Packaging firm’s carbon claims queried

A major packaging company operating in Australia and New Zealand has told customers it will pay the full $23-a-tonne carbon price, even though it is not listed by the government as being directly liable.

Colorpak, which has five plants and employs about 770 workers in Melbourne, Sydney and Auckland, is not on the government’s “liable entities” list of the largest carbon emitters.

But the ASX-listed company says on its website that under the carbon pricing scheme “Colorpak will pay per tonne of carbon that is released into the atmosphere, directly and indirectly”.

“The cost that applies from 1 July 2012 starts at $23 per tonne of emissions and will increase gradually until 2015,” Colorpak says.

The company’s website says that based on its electricity bills, and the $23/tonne price, the company’s carbon tax liability was expected to be $407,445.

It also notes that there could be further “indirect costs” from suppliers other than electricity companies, but that these would be “communicated and passed through on October 1, 2012”.

Colorpak declined to comment when contacted by AAP on Wednesday, with a company representative saying any comment would have to wait until next week.

The Printing Industries Association of Australia (PIAA) warned in its latest newsletter to members that they needed to be careful when estimating their extra costs and passing them on to customers.
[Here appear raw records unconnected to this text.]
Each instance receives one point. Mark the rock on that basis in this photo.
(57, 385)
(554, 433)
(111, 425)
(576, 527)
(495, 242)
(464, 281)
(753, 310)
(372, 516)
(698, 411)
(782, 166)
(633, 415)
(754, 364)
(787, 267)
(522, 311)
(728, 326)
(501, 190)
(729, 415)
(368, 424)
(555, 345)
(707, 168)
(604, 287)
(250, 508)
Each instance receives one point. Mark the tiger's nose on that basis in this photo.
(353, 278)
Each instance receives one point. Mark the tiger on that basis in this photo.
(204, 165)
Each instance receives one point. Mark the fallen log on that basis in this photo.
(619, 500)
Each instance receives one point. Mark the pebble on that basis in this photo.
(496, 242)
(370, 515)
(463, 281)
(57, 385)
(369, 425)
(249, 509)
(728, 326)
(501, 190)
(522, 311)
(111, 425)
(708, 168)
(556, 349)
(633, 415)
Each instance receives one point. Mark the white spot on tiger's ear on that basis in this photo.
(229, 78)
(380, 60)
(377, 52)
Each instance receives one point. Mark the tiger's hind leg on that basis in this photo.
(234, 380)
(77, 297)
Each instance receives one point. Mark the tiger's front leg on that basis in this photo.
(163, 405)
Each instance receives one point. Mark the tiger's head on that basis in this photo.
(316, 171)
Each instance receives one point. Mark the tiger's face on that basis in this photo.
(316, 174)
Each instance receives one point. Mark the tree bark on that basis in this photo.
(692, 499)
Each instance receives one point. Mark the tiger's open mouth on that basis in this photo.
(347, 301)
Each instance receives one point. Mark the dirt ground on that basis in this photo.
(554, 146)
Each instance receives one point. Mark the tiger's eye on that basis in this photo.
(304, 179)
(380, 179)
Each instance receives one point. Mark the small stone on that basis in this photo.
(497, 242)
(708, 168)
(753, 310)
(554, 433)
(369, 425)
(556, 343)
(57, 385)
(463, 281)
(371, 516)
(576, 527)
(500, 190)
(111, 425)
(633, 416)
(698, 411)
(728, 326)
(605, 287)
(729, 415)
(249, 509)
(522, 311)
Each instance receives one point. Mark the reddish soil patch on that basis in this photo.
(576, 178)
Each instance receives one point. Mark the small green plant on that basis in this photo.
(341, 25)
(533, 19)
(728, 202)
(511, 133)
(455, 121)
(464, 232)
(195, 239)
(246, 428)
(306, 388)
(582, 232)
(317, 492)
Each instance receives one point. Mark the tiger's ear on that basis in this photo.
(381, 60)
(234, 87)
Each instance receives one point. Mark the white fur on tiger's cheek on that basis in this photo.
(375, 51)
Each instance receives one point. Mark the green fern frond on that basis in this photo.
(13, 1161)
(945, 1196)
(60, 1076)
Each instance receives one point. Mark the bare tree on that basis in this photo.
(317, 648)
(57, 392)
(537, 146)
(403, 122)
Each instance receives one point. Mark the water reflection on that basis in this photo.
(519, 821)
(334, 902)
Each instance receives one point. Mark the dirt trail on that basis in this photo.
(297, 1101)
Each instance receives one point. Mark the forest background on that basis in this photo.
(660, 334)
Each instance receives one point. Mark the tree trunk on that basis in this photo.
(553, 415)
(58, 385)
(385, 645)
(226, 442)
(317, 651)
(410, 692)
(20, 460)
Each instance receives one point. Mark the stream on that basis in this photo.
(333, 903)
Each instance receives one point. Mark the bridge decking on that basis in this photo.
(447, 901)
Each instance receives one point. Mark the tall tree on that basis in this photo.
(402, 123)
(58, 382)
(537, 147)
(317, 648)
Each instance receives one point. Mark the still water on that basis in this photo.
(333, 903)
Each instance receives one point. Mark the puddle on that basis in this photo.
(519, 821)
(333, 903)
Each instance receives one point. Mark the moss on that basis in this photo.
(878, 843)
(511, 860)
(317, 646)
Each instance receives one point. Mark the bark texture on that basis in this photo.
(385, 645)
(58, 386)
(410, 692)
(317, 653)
The association’s national manager for policy and government affairs, Hagop Tchamkertenian, wrote in the newsletter that the wording of “carbon tax messaging” was important.

Mr Tchamkertenian said Colorpak was “setting a good example by being up front and proactive in its customer message about the incoming tax”.

But he added: “The direct bit is not correct, because there are about 300 companies, mostly energy companies, that are paying the carbon tax directly, whereas for businesses like Colorpak, it is indirect only.”

The PIAA has warned its members that carbon tax pricing claims must be substantiated.

It advised in the newsletter that “any business owner who is concerned that the carbon tax will have a negative impact on their commercial viability should consider passing the costs on to their clients”.

“We say that if you have the capacity to pass on the expense, it’s foolish to absorb the costs,” Mr Tchamkertenian writes in the newsletter.

Comment was being sought from the Australian Competition and Consumer Commission and Climate Change Minister Greg Combet.